Liver biochemistry may provide clues. An isolated elevated serum alkaline phosphatase level may occur with liver as well as bone metastases. It may also be found in unrelated conditions, such as Paget’s disease. An elevated alkaline phosphatase level together with an elevated level of gamma glutamyl transferase (GGT) can indicate cholestasis; however, GGT is nonspecific and may be secondary to hepatic infiltration with fat, medications, drugs or inflammation. Causes of cholestasis include biliary obstruction and hepatic infiltration as well as the two chronic cholestatic liver diseases: primary biliary cholangitis and primary sclerosing cholangitis.

A markedly elevated alpha-fetoprotein (AFP) level in the presence of cirrhosis is highly suggestive of hepatocellular carcinoma (HCC), but only about 60% of HCCs result in a raised AFP level. Other tumour markers are of limited value. Cancer antigen 19-9 (CA 19-9), carcinoembryonic antigen (CEA) and carcinoma antigen 15-3 (CA 15-3) levels may be elevated, most often in upper gastrointestinal, colorectal and breast cancer, respectively. However, these are nonspecific markers and initial testing for these is not encouraged for diagnosis.

Further imaging

Further imaging is often necessary. Many liver lesions have a characteristic appearance; therefore, choice of imaging modality should be based on the likely diagnosis. In a noncirrhotic liver, haemangiomas and adenomas generally have a typical appearance on multiphase CT scanning or contrast- enhanced MRI. These scans may also reveal a central scar, which is characteristic of focal nodular hyperplasia.

When cirrhosis is present, a liver mass or nodule should be assumed initially to be an HCC.2 Multiphase CT and MRI scans are often diagnostic (obviating the need for biopsy) when the lesion is greater than 1 cm in diameter. Metastases are generally less vascular than HCC. Positive emission tomography using fluorodeoxyglucose as the tracer (FDG-PET) is sensitive for detecting many malignancies but is not always available or reimbursable; its use in diagnosis of liver metastases is limited.

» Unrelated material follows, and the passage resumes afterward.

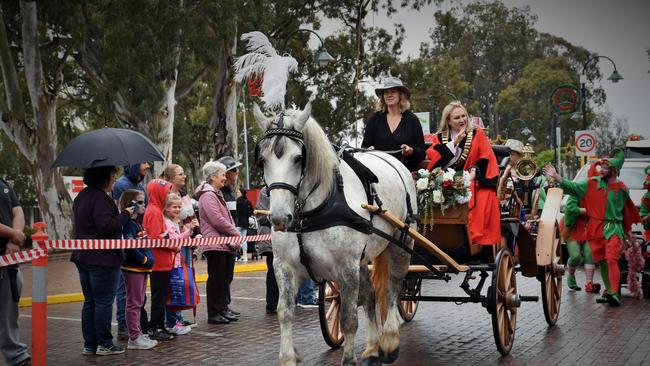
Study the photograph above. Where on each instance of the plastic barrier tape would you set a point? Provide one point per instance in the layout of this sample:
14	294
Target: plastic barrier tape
94	244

When there is doubt, MRI using a hepatobiliary contrast agent such as primovist is useful for distinguishing between adenomas and focal nodular hyperplasia. The use of labelled red blood cell scans for diagnosing haemangiomas has largely been superseded, although this test may have a role in diagnosing atypical lesions.

When the diagnosis is unclear

Although many liver lesions have characteristic radiological appearances, not uncommonly a definitive diagnosis is unable to be reached, particularly if the lesions are less than 1 cm in diameter. When the diagnosis is unclear, referral to a gastroenterologist or upper gastrointestinal surgeon should be considered, particularly if there is a strong suspicion of malignancy. However, observation and monitoring with serial ultrasound may be all that is required.

In some cases, a specialist may decide to perform a targeted biopsy, providing the lesion is in a suitable position. Rarely, excision biopsy will be considered, particularly when the lesion is suspicious for a malignancy and not in an easy position to biopsy percutaneously. Potentially curable lesions diagnosed by imaging characteristics, such as HCC, can be resected without biopsy.2


In patients such as Felicity with multiple solid hepatic lesions, the first consideration is to exclude malignancy. In many cases, the diagnosis can be reached noninvasively.3 A starting point is viewing previous imaging, taking a focused history, performing a targeted examination and reviewing liver biochemistry test results. Choice of additional imaging modality should be guided by the provisional diagnosis. MT


  1. Bajenaru N, Balaban V, Savulescu F, Campeanu I, Patrascu T. Hepatic hemangioma – review. J Med Life 2015; 8(Spec Issue): 4-11.
  2. Marrero JA, Ahn J, Reddy KR; Practice Parameters Committee of the American College of Gastroenterology (ACG). ACG clinical guidelines: the diagnosis and management of focal liver lesions. 
  3. Am J Gastroenterol 2014; 109: 1328-1347. Available at (accessed May 2017).
  4. Schwartz JM, Kruskal J. Solid liver lesions: differential diagnosis and evaluation UpToDate April 2017. Available at (accessed May 2017).